The line graph compares how many people participated in five diffrent activities at one social center in Australia between 2000 and 2020.
Overall,the number of participants in film club and martial arts remained stable, with the former being the most popular activity among others throghout the given period. There was an upward trend in the number of participants of table tennis and musical performances while the reverse was true for the amateur dramatics.
Figure for people participated in film club In 2000 accounted for 65 which was noticeably higher compared to other figures. After a slight fall in 2010 to 60 participants in film club, there was a recovery to 65 people at the end of the given period. The similar pattern was seen in the figure for martial arts which had almost half as many participants as the film club (35) in 2000. During 2015, the number of martial art participants experienced a mild fluctuation bur eventually it made up 35 people .
In 2000 only 25 people were amateur dramatics, the figure which in 2005 decreased gradually making up only 5 participants in 2020. In regards of the number of people who played table tennis was only 15 which rose dramatically reaching peak of roughly 55 people and becoming second popular activity. Finally, figure for musicians was at zero , and only in 2005 witnessed a gradual increase reaching to 20 participants in the final year.

6.0

The essay is logically organized and presents a clear overview of the data.

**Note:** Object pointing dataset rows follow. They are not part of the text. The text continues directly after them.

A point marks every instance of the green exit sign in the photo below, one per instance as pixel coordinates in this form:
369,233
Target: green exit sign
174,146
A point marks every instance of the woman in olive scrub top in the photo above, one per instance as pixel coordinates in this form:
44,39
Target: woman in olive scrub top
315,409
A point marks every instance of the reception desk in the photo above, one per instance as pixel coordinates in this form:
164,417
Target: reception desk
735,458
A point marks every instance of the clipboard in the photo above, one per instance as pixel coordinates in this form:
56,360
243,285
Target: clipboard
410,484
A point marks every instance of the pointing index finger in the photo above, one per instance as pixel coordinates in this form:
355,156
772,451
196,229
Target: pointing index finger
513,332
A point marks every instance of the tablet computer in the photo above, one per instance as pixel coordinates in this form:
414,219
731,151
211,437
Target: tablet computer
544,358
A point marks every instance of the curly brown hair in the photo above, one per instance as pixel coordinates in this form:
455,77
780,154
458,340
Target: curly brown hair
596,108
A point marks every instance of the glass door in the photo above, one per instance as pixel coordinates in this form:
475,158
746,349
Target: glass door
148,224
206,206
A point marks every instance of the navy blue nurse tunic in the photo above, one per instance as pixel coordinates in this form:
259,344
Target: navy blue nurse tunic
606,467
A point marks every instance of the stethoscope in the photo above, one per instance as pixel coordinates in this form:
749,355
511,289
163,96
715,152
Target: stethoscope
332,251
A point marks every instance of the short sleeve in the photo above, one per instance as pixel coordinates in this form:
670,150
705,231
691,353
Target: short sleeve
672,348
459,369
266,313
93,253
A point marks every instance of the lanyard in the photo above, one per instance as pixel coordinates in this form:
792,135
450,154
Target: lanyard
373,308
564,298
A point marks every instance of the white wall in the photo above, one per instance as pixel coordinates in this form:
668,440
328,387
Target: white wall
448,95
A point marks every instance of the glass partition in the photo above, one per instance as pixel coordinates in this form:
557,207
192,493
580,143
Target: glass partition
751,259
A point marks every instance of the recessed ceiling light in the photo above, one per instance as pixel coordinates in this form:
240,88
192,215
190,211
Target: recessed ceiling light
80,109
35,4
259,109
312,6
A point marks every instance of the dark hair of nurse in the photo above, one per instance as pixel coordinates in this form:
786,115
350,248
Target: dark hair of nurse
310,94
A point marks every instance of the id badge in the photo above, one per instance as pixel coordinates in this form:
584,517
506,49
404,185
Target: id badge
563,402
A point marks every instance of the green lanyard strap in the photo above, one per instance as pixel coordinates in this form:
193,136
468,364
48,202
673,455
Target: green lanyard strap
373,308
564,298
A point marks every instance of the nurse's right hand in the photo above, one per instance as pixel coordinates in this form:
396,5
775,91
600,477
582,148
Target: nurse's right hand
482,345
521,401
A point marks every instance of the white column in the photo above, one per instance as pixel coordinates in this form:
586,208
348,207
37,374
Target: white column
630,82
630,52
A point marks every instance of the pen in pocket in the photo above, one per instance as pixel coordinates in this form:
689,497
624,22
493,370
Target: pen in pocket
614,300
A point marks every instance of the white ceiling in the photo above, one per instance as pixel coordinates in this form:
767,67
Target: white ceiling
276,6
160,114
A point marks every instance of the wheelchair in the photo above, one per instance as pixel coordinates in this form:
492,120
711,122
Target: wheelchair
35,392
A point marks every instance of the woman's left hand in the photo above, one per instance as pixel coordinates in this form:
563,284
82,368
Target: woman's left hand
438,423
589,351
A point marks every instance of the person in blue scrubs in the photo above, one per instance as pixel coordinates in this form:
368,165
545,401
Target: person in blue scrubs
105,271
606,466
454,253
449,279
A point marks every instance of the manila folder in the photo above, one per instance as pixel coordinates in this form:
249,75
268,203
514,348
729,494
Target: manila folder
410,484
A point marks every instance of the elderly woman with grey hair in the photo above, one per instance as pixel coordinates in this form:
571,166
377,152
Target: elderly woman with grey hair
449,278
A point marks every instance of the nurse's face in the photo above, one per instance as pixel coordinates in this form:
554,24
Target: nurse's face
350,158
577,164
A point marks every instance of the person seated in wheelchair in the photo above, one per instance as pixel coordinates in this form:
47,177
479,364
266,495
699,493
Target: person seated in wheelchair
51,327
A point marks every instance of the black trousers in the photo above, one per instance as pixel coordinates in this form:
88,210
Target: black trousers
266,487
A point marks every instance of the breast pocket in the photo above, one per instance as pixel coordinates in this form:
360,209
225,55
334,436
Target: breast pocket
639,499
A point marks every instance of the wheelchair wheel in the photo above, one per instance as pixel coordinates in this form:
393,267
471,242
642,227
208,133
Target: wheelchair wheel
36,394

However, there are some issues with the flow of information and the use of cohesive devices.

Suggestions
  • Use a variety of cohesive devices to improve the flow of information.
  • Ensure that each paragraph has a clear central topic and that all sentences in the paragraph relate to this topic.

The essay uses a range of vocabulary and there is some evidence of less common and idiomatic language. However, there are a few instances of awkward or incorrect word choice.

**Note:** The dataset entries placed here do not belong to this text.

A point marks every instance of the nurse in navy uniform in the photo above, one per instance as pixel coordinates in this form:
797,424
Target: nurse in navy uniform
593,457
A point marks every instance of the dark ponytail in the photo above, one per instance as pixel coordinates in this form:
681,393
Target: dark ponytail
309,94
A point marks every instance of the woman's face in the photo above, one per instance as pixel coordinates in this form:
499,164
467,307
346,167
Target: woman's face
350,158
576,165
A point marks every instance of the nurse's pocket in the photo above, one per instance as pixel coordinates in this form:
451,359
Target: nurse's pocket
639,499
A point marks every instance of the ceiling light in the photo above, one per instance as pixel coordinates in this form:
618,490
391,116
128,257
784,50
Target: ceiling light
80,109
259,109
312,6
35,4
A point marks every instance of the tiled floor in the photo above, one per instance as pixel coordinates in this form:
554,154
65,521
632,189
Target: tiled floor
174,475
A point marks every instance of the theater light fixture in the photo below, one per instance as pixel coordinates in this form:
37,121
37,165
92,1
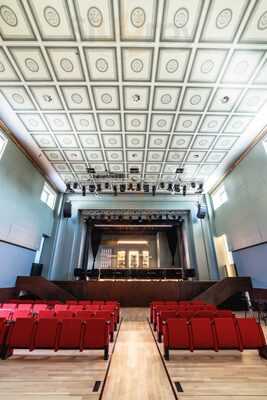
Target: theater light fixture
132,242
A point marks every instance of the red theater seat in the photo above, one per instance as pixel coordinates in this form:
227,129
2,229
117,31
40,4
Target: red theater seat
96,335
46,314
46,333
64,314
202,334
69,334
83,315
226,333
176,335
21,334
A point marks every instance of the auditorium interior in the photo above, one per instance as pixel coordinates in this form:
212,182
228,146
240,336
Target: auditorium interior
133,192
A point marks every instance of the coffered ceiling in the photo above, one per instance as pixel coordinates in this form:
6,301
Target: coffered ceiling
149,84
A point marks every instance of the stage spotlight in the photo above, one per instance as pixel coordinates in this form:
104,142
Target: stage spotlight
200,188
170,187
83,190
122,187
146,187
92,188
177,188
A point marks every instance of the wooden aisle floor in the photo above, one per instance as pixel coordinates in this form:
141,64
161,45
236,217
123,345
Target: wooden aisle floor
136,371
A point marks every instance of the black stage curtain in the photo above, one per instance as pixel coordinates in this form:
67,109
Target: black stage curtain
96,237
172,241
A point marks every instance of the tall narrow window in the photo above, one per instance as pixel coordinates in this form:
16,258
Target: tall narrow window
219,197
3,143
48,196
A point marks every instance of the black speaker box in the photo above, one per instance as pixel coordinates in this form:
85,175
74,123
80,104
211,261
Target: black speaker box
67,210
201,211
36,269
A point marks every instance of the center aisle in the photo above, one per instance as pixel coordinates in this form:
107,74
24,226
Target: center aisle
136,371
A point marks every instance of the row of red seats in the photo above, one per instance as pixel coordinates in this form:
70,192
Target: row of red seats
216,334
181,309
83,315
53,333
163,316
169,304
74,308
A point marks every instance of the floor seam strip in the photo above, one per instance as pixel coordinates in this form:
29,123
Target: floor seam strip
162,360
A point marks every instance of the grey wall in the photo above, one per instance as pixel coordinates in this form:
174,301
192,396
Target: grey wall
243,217
23,217
69,237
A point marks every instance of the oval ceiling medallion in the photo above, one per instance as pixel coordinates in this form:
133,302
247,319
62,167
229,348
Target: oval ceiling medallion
224,18
76,98
262,22
196,99
161,123
137,65
110,122
135,122
52,16
172,66
106,98
181,17
95,17
66,64
207,66
138,17
31,64
187,123
101,65
9,16
18,98
166,99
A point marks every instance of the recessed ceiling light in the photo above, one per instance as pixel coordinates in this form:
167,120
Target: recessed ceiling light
225,99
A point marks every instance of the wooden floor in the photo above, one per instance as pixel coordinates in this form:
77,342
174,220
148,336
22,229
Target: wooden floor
136,371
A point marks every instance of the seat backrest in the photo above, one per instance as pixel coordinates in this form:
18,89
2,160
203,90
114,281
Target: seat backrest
9,306
251,333
202,334
46,333
95,333
226,333
70,334
22,333
5,314
39,307
61,307
21,314
46,314
64,314
25,306
178,333
83,315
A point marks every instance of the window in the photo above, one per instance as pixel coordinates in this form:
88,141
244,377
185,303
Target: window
3,143
219,197
48,196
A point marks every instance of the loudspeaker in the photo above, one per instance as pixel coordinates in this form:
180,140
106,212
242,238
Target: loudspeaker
36,269
201,211
67,210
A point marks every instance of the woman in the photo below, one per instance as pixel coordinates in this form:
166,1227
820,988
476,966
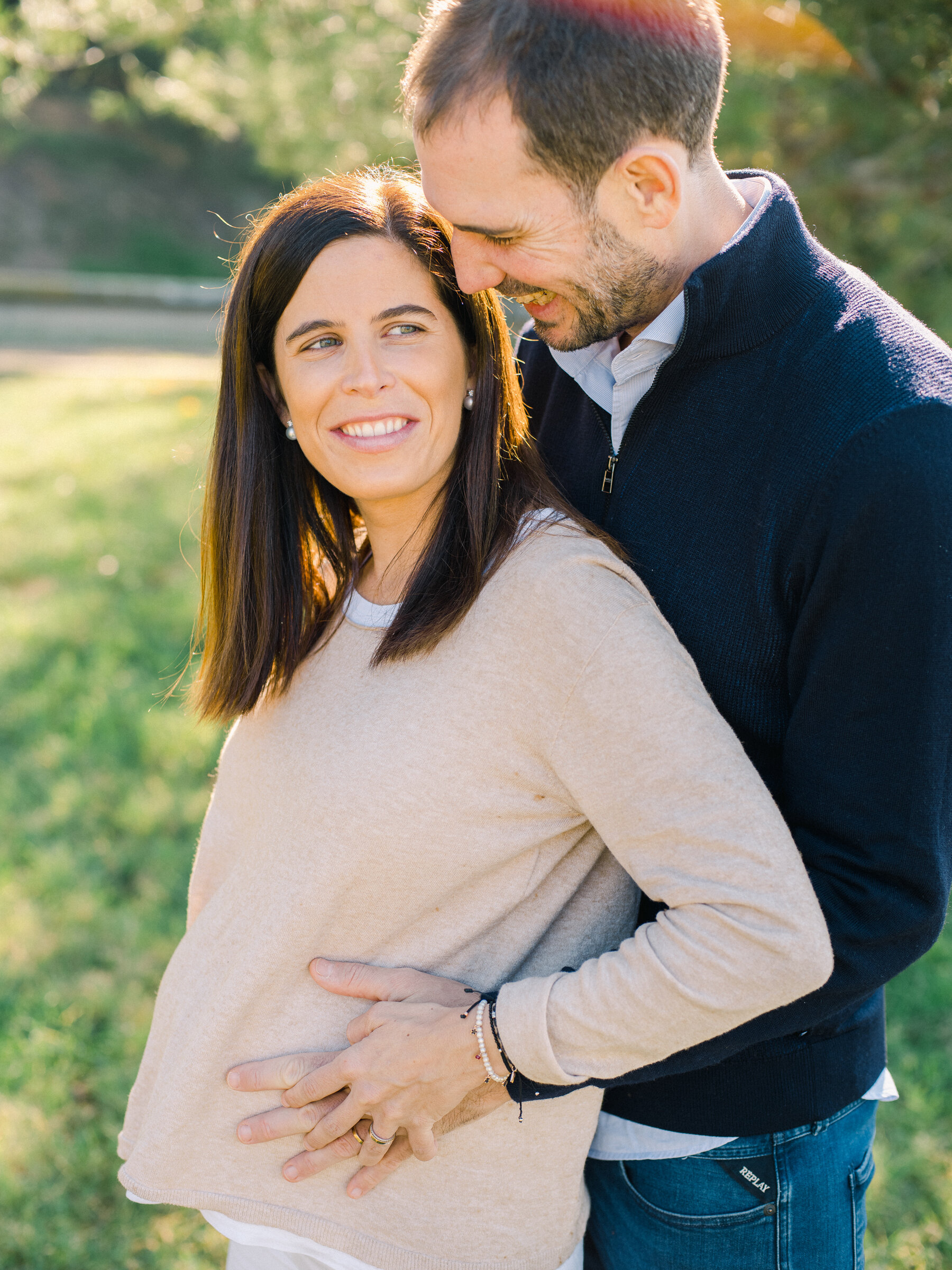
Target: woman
466,734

The essay uses a mix of simple and complex sentence forms and there are only minor errors. However, there are a few instances of awkward or incorrect sentence structure.

The essay addresses all parts of the task and presents a clear overview of the main trends, differences or stages. However, the essay could be improved by providing more specific details and by making more precise comparisons.

Suggestions
  • Include specific data from the graph to support your main points.
  • Make sure to cover all parts of the task and provide a detailed response.